We got a trade this June through SFX with only about 6 weeks notice.  The request had been pending for a couple of years, but we were glad to go and drove down from Ottawa, Ontario.
We did go to a presentation, but we're 'kicked' after 20 minutes because I insisted that after buying three timeshares resale this year, we weren't about to buy another.  That's what I get for being too honest!  I told the salesman (he claimed to be the broker for MC) that I didn't have to worry about the 1 in 4 rule because I had just purchased a RHC contract and could stay at the Affinia when I wanted.  That'll teach me to show off!  Besides, I'm frankly  getting rather tired after hearing the same old sing song and the presenations always leave a sour taste in my mouth.
At any rate, we had a great time and are looking forward to trying out the Affinia Dumont in Murray Hill.
Steve


----------



## dude-luv (Aug 1, 2009)

*Exchanging In*

We have exchanged in to the Manhattan Club twice within four years using our SF week and using SFX.  We have also been successful exchanging into the Hilton with the same formula.  New York does not seem to be a problem in summer.  At other times of the year it seems to be a more difficult trade.  We attended the presentation and were told that we could never trade into the MC again as exchanges were just not happening.  Could have argued and been kicked out.  Instead I argued about the gift after because we did not get the tickets we were promised.  They have different gifts depending upon the outcome of the presentation.  We talked with some people who were dismissed early (argued about some of the claims) and they received different tickets than we did.  Then we talked to someone who bought and of course they received the most sought after tickets.  

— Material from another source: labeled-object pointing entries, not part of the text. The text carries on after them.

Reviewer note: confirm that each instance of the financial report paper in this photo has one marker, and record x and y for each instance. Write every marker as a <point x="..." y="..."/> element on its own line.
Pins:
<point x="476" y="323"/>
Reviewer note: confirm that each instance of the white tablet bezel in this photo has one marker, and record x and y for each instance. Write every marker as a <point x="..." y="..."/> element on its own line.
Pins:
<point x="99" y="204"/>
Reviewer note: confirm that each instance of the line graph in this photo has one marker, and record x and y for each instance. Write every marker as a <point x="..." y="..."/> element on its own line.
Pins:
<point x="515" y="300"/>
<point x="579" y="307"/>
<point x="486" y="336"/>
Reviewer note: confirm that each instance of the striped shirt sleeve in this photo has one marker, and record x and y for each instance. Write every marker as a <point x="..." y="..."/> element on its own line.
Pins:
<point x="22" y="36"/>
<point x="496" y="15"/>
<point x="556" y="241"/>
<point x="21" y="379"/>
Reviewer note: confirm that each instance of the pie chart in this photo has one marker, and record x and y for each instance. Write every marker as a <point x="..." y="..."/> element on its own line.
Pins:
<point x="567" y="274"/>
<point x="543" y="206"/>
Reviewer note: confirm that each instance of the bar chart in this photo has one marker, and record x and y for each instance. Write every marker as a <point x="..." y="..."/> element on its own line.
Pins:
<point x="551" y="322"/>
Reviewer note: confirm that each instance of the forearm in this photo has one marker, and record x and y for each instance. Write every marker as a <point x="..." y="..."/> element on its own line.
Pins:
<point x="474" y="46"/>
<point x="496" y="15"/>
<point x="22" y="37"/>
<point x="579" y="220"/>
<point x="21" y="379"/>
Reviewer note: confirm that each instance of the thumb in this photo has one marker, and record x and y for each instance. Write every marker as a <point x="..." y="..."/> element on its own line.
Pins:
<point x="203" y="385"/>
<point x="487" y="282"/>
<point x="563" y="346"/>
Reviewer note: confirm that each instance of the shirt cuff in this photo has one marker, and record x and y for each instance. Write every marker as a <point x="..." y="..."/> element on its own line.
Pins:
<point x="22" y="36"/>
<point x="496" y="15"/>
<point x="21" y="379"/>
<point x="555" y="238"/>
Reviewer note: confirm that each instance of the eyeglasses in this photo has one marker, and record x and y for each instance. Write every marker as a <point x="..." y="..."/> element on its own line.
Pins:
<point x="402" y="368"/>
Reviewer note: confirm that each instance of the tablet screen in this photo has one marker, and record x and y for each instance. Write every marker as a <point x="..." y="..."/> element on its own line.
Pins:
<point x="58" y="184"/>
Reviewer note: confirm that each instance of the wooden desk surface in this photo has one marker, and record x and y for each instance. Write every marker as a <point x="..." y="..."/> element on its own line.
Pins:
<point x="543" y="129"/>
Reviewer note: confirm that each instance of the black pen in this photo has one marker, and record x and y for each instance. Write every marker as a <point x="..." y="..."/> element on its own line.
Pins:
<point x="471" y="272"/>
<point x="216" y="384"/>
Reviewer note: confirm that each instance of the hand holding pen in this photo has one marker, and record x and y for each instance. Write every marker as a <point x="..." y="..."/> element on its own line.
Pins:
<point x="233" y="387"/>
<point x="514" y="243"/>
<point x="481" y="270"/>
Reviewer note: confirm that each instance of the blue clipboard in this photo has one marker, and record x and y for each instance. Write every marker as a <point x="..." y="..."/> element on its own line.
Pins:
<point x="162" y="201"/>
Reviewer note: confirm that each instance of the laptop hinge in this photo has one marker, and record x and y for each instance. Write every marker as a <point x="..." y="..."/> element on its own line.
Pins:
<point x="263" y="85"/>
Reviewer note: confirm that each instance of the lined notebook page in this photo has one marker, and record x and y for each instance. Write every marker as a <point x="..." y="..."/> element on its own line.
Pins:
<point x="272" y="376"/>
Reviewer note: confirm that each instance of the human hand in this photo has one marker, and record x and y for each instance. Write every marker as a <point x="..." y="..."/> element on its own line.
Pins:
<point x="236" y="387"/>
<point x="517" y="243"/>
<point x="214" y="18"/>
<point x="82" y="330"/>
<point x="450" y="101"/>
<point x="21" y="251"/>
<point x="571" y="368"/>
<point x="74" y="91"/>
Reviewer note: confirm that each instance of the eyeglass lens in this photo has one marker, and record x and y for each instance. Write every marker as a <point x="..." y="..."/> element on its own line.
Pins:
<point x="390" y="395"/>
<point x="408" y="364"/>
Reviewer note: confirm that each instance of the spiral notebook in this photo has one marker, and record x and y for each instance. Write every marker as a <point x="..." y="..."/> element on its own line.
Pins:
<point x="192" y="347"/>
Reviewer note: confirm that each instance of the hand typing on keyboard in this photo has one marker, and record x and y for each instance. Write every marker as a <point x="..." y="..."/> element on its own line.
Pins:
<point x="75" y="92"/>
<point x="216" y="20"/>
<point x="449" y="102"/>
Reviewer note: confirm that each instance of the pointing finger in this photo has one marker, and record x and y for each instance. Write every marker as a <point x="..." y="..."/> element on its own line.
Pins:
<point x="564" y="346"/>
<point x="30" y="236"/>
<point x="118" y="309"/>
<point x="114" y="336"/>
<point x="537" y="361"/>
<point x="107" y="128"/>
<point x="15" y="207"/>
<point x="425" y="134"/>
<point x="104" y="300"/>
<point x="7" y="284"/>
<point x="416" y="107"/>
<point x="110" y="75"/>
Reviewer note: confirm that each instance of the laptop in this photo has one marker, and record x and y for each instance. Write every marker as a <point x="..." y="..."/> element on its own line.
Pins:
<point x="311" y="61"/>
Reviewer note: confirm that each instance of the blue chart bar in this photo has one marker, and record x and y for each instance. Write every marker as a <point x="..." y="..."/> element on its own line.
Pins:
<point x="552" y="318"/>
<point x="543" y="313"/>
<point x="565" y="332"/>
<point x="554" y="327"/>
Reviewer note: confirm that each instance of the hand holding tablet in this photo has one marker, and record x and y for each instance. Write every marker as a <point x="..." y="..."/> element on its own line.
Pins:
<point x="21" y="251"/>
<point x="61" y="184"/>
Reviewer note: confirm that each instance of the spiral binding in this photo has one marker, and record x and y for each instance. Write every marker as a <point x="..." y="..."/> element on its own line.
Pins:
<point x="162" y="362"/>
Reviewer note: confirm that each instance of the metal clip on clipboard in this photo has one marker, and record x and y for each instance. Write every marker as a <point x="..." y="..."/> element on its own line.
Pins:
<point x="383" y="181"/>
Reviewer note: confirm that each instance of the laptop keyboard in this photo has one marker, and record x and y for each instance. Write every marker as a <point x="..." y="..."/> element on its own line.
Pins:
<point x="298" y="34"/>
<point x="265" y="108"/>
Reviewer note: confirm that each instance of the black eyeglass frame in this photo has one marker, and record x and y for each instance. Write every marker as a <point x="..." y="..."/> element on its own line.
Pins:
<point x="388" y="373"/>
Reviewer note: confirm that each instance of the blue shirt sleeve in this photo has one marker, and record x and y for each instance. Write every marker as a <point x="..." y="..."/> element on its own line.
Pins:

It could be that maintenance fees are reaching such a high point at the MC that owners may never choose to exchange.  Who knows?


----------



## carl2591 (Aug 2, 2009)

so I guess if you want GOOD tickets you do the buy and then resend the deal?? wonder how they would react to that... make you pay for the good tickets vs the less good ones..  sounds like the momma mia was a good ticket..


----------